今回の大会についても、私共が以前から指摘しています小学生の階級の細分化、審判の服装の見直し、審判判定の問題等の改善は見られなかった様で残念です。また、今回の件について金原会長から何らかの説明及び、謝罪もなかったと聞いております。それどころか、県協会を退会した団体との話し合いを全日本協会が中間に入って行う当日会議の要請等は、当初から全日本協会と意図的な関係状態にあると想定される団体をまたもや正当なやり方と云わんばかりに既成事実を作り上げる手法に、憤りさえ覚えますし、断然許しがたい問題であり、これを許せば、組織ルールの根底を揺るがす事例となり、各都道府県協会の権限、権益も無きに等しい状況になりかねません。県内の問題は県内で解決するのが組織一般の常識です。県協会としては如何なる理由があったにしろ自主退会した団体とは、話し合いの場を設け、また、第3者を入れての話し合いも行う予定で、すでに文書も送っています。今回は、早急なる申し入れであったため無回答でしたが、今後も粘り強く行う予定です。
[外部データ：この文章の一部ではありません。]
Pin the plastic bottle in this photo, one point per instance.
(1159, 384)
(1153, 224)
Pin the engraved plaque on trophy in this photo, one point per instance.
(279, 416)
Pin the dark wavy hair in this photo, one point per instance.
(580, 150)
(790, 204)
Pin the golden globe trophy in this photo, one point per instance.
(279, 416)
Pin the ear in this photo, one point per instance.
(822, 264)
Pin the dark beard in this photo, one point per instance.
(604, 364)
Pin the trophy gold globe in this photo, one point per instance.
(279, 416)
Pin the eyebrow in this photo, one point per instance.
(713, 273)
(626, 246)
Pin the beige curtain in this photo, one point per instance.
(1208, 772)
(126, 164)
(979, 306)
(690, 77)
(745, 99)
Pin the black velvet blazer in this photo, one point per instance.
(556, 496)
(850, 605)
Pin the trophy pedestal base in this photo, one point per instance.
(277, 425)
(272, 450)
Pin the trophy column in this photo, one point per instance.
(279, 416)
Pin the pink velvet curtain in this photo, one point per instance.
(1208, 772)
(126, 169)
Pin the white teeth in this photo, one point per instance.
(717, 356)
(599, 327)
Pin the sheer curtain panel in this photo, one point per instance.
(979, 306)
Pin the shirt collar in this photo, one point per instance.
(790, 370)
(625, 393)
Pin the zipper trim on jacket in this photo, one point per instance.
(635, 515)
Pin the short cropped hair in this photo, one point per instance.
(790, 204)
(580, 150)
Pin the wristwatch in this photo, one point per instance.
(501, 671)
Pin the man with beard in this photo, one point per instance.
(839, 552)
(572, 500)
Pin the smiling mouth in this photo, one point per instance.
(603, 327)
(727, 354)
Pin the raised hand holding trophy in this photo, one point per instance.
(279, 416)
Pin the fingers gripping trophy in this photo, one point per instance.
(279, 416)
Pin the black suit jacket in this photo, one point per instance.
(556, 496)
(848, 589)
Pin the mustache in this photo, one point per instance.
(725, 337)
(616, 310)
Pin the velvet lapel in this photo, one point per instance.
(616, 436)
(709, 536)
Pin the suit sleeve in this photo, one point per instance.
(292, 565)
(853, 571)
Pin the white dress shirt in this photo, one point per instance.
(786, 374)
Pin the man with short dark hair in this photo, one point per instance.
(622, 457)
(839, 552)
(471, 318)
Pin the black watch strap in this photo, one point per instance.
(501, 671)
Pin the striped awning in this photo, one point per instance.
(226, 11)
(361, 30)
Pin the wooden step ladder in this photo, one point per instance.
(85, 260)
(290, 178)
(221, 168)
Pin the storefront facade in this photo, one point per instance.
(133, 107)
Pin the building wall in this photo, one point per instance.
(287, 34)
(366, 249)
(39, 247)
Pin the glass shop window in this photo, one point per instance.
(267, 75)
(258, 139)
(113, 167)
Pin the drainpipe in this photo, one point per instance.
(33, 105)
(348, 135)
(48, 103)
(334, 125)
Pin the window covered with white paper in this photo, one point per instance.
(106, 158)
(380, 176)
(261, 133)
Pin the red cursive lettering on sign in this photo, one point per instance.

全日本協会と熊本県協会については、今後、第3者を交えての話し合いが妥当と考えています。現在、マスコミ報道で全日本柔道連盟の上村会長及び執行理事の辞任時期について大きく取り上げられていますが、私共の全日本協会は、役員が誰も責任をとらない協会ですし、今回の無期限出場停止の処分に賛同した正会員にもその責任はあり総会決議の重さを十分に理解して頂きたいと思います。何度も繰り返しますがこの協会を作っているのは、金原会長だけではなく全国の正会員の皆様でもある事を忘れずに何事も常識的な判断をお願いすることろです。

県協会ホームページ7月のアクセス数が18,000を超え、この問題に関する関心の高さを垣間見る事が出来ますが、今一度、テコンドーとは何かを考える良い機会であり、「全日本VS熊本」と云う構図ではなく、全国のテコンドー関係者、指導者には、いつでもこのような問題が起こりうる要素を持つ今の全日本協会であることの危機感を以て頂きたいと思う今日この頃です。